Putting ordinary people in extraordinary situations is the basis of many a great story. But the film wants to show off, instead of confining the characters to a motel room and raising the dramatic stakes. Both director Peter Szewczyk and co-writer Derrick Ligas have VFX backgrounds on films like Avatar and Mary Poppins Returns. So it makes sense they'd want to show off their abilities (which are impressive given the film's tiny budget). But the CGI beasts, melting walls and portals to hell don't make sense for a story like this. This was a prime opportunity to show off practical effects, especially as characters can't trust their bodies or their minds.

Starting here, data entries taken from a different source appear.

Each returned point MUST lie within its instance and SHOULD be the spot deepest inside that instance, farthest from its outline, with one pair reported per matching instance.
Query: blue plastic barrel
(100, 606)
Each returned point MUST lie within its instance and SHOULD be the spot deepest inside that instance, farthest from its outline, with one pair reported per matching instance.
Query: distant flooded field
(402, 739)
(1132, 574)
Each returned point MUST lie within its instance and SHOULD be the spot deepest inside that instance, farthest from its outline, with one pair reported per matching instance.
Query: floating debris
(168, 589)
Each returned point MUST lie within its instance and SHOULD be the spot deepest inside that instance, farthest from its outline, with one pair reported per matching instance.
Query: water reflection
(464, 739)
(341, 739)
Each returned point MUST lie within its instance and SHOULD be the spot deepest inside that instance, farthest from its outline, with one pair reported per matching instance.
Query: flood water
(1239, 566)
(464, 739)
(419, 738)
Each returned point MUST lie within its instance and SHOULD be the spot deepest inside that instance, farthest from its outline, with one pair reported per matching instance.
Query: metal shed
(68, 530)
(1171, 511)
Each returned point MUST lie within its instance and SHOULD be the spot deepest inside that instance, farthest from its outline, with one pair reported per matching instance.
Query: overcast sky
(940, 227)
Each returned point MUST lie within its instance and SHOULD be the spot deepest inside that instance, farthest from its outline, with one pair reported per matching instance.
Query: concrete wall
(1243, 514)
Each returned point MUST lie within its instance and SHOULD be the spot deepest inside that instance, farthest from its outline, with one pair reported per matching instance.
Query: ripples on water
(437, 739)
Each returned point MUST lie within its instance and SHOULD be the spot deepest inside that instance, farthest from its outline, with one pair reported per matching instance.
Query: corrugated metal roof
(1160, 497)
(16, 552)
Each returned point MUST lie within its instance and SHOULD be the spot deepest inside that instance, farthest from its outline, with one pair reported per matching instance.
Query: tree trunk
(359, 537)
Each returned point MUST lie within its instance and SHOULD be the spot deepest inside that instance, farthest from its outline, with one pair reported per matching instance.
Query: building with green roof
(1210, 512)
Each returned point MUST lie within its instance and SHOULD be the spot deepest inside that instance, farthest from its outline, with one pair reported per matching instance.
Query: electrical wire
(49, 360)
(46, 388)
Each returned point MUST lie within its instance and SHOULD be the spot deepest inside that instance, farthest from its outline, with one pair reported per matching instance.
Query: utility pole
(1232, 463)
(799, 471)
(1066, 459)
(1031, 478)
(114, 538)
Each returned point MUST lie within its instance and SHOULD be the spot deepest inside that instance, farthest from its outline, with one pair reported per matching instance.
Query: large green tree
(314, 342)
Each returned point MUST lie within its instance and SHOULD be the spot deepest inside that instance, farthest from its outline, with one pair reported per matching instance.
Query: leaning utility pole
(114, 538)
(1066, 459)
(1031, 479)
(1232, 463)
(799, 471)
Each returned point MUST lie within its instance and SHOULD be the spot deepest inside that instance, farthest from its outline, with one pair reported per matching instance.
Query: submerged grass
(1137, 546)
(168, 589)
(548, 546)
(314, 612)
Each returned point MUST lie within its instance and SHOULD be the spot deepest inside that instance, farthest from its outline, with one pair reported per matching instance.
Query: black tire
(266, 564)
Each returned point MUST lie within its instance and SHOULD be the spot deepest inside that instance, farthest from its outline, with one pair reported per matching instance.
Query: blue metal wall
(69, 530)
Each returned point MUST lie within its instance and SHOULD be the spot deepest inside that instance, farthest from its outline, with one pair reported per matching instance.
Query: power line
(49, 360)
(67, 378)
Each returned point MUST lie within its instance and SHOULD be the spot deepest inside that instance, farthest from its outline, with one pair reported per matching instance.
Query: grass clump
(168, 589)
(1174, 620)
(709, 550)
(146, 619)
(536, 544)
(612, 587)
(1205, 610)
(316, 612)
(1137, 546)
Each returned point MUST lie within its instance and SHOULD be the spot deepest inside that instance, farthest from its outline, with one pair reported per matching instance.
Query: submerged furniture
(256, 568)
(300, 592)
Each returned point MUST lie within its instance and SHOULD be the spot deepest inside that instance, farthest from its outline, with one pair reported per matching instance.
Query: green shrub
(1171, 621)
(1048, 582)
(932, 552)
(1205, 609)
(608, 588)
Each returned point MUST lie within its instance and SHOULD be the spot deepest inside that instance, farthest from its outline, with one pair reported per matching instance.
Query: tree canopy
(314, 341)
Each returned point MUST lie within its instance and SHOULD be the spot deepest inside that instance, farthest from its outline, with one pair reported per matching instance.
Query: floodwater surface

Statman at least has some fun as the devilish CEO, pitting our three reluctant kidnappers against one another. But he's the only one in a movie that takes itself far too seriously and self-righteously. (The movie even begins by having Josh listen to a podcast decrying fluoride and people who use the term "conspiracy theories.") The big bad is clearly supposed to be DuPont, but we already have a much better movie about their very real evil. It starred Mark Ruffalo and came out less than two years ago, but too few people saw Dark Waters.
Behemoth wants to serve as both impressive demo reel and powerful statement. It succeeds as the former, but fails spectacularly at the latter.
*This film is available theatrically and on VOD platforms.